Thanks for reading my post and asking the questions. I kind of glossed over the MR job to output product pair data.

The input is pid, mean , stddev for this MR job. Our goal is to generate all possible pairwise combination. Using the first char of pid, there are 1540 combinations. You are right. I was doing a quick estimate. It’s basically 56 * 55 / 2.

The setup method of mapper could generate these possible 1540 keys and store them as a class member variable. When a new row is processed, all the mapper will have to do is to find all the keys among those 1540, that contains the first char of the pid field of the current row. There will be 55 such keys. Because, a given char will be combined with 55 other chars. For each key, the mapper will emit the corresponding key and the row as the value. Essentially we are doing a grouping operation.

On the reducer side, there will be 1540 keys and the reducer will be invoked for each key. The values for a key will be the all records whose first character of the pid is part of the key.

If there are 150000 products, each group will have on an average 100 values. The reducer could generate pair wise records for the 100 values. It’s basically a nested loop through all the values.

Pranab

• pkghosh says:

Manish

My original rough estimate of 1800 for pair wise combination of first char of product id is correct. There are 62 (26+26+10) alphanumeric characters. To be precise, there will be 62 * 61 / 2 = 1891 combinations.

The mapper task will email emit 61 key/value for each record it processes. Because the first char of the product id for the current record, will combine with 61 other characters.

Pranab

2. Manish says:

Thanks Pranab,
Its my fault of mentioning 56 chars ( dont know from where I calculated ).

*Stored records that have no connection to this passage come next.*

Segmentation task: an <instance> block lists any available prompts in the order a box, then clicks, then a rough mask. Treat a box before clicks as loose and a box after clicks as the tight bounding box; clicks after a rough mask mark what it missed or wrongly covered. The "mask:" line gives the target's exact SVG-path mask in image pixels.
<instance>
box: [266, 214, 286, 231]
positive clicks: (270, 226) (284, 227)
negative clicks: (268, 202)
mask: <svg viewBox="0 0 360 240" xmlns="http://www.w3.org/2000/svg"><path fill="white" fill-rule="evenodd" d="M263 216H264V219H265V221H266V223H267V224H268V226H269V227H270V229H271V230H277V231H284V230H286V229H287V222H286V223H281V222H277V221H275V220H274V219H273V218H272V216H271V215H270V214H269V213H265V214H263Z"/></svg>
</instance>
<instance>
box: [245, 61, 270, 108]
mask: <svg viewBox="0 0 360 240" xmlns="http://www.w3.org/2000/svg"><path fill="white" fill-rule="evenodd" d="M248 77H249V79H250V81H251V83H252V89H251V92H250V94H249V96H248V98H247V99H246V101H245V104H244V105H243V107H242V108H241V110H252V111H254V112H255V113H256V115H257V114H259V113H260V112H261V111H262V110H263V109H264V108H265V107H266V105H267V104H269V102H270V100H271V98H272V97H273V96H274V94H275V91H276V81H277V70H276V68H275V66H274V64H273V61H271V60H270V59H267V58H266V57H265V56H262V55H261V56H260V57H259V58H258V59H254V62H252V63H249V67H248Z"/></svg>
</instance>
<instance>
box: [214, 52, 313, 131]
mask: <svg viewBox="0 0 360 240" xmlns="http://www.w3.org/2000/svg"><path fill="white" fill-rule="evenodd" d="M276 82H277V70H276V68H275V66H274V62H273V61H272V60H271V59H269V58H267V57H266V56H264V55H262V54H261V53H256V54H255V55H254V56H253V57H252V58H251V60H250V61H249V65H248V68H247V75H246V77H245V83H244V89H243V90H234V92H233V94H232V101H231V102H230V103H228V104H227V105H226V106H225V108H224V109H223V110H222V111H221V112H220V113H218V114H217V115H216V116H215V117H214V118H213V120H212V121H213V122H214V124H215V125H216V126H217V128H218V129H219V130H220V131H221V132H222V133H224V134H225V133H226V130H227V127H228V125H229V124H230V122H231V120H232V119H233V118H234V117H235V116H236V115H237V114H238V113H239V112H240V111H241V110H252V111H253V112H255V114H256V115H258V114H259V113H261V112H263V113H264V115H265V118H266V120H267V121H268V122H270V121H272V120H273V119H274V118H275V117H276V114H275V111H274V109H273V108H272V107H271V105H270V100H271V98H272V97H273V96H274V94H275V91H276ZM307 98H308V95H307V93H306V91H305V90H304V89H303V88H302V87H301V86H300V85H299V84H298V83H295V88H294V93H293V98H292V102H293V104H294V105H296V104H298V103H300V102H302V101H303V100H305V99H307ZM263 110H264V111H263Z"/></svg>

Plus as you mentioned we can calculate 1800 odd combination in setup method of mapper. Instead of that would it be better to have some predefined config file to have these kind of details.
I can see one point as every mapper is a separate process that doesnt make much difference to keep something in config file or in setup method.
The adv, of config file could be runtime binding. But its not at all major in this solution and just a though came.
Thanks for nice post and reply.

Regards,
Manish

3. Robert says:

Spelling of “indetically” should be “identically”.

4. Renuka SEO says:

The Information which you provided is very much useful for Hadoop Online Training Learners Thank You for Sharing Valuable Information

5. Amit Ghosh says:

Hi,
I read your post and found it interesting. Have a doubt what even after dividing we get in one division or bucket many element? How to solve this problem? Or how can we divide it further?

• Pranab says:

Amit

I am not sure I understand your question. But let me clarify how the hash join with bucketing works. The mapper generates every possible bucket pair. A reducer gets a subset of those bucket pairs. A reducer call to reduce() gets a pair of buckets. In reduce(), each member of one bucket is paired with all members of the other bucket.